Still vivid was Monk catching that short pass from Jay Schroeder with about five minutes left in the fourth quarter and the Redskins nursing that three-point lead.

It was one of those safe passes designed to get most of the seven yards needed for a first down and also milk the clock.

Monk grabbed the ball at the Redskins' 26, danced through one or two tacklers and dashed 41 yards in all.

"Most receivers would have been satisfied with a few yards," said Redskins tight end Rick Walker. "Art showed his class. He's hitting home runs for us these last several games. He's like Reggie (Jackson).

"Down the (playoff) stretch, he'll prove to be right there with any receiver you can think of."

"It does seem like he was our whole offense for a while," Rick Donnalley said. Donnalley also was replaying several of Monk's catches -- and smiling.

"He breaks three of four tackles," Donnalley said, "and then when the fourth guy finally brings him down, Art's mad."

Joe Jacoby also was delighted by Monk's madness in traffic.

"We're taught to break on the ball (on those short passes over the middle)," the enormous tackle said. "But he's usually already taken off by the time we get there, and he's kind of hard to catch up to and block for."

The catch Jacoby most admired was the one 48-yarder that Monk twisted from Breeden to grab with slightly less than three minutes left before halftime.

Slightly underthrown, the pass seemed certain to be incomplete; Monk managed to slip inside Breeden and make a diving catch. With a far easier chance, Monk clutched a four-yard pass in the end zone and the best comeback ever under Coach Joe Gibbs was under way.

"Yes," Bengals Coach Sam Wyche admitted, "I have seen him play like this before -- on practically every film we studied."
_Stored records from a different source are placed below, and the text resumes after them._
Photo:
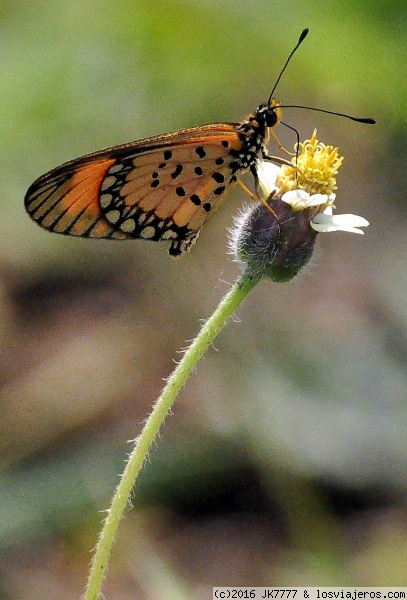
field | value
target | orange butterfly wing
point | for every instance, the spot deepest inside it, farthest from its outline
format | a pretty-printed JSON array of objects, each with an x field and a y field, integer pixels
[{"x": 160, "y": 188}]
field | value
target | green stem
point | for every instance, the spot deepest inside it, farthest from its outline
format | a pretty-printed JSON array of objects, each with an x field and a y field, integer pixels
[{"x": 177, "y": 380}]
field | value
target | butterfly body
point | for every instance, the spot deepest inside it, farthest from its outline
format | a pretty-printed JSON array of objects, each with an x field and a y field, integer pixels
[{"x": 160, "y": 188}]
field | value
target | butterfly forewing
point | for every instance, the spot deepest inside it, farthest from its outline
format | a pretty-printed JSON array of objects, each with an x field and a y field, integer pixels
[{"x": 160, "y": 188}]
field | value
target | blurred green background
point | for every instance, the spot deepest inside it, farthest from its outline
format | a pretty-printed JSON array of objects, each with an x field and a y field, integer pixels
[{"x": 285, "y": 460}]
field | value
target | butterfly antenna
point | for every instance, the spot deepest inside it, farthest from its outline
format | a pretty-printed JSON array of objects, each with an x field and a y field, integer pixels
[
  {"x": 300, "y": 40},
  {"x": 366, "y": 120}
]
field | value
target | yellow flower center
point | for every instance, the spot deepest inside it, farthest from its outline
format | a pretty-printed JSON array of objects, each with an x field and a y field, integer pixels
[{"x": 313, "y": 170}]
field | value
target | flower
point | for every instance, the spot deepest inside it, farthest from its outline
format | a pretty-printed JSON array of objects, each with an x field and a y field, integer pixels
[
  {"x": 311, "y": 185},
  {"x": 276, "y": 238}
]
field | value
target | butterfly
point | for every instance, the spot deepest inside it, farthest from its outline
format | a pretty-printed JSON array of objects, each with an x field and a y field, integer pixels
[{"x": 159, "y": 188}]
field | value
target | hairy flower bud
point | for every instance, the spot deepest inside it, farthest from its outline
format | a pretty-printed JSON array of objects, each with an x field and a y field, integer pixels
[
  {"x": 276, "y": 238},
  {"x": 275, "y": 244}
]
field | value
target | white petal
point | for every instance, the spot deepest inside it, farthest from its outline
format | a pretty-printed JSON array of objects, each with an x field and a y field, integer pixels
[
  {"x": 325, "y": 223},
  {"x": 267, "y": 173},
  {"x": 300, "y": 199}
]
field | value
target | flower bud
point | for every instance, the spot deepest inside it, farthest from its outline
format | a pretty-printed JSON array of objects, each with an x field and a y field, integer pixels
[
  {"x": 274, "y": 243},
  {"x": 276, "y": 238}
]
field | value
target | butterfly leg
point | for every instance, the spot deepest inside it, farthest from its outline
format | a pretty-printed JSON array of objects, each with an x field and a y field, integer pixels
[{"x": 179, "y": 246}]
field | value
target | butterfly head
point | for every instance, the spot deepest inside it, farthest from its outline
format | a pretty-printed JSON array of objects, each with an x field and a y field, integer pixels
[{"x": 269, "y": 114}]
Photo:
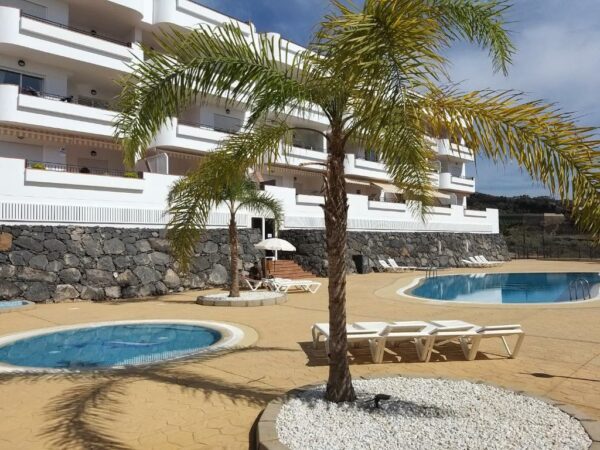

"You call his number and he's there," Gibbs said. "For the last six weeks, he's stood up and made the plays when we've had to have them. He's a star, an absolute star."

Statistically, Monk said, emphasizing the word, this was his most memorable game. Others have been more satisfying.

"Dallas last year," he said of the playoff-clinching road victory over the Cowboys. "To me, that game meant a lot more. That winning feeling is so much greater."

Monk listened as the impromptu-completion angle was explored. You know the one: Receiver notices he can beat his man with a couple of zigs this way and a quick hitch toward the brunette cheerleader. The quarterback gets excited, draws it up in the dirt for the rest of the offense and it soon fetches a huge gain.

"Actually," Monk said, "the coaches realized I was hot. I'll mention potentially big plays, but today we were in situations we'd already seen on film."

There were a few plays, such as sprintouts, that Schroeder's cracked ribs made close to impossible to execute. And the Redskins tried to run the ball whenever possible to protect the quarterback.

"We should have ended the game (after that short completion-long run by Monk late in the fourth quarter)," Walker said. Being themselves, the Redskins failed to breathe easily until Jim Breech's 51-yard field goal fell short with seven seconds left.

Schroeder praised Monk for holding onto a few balls most receivers only touch; Monk gushed over the ailing Schroeder for getting the ball close enough to be caught.

Walker thought a touch of humility might be in order and remembered a slightly high pass late in the first quarter that had gone through Monk's hands.

"But 13 of 14," Walker said, "that's big."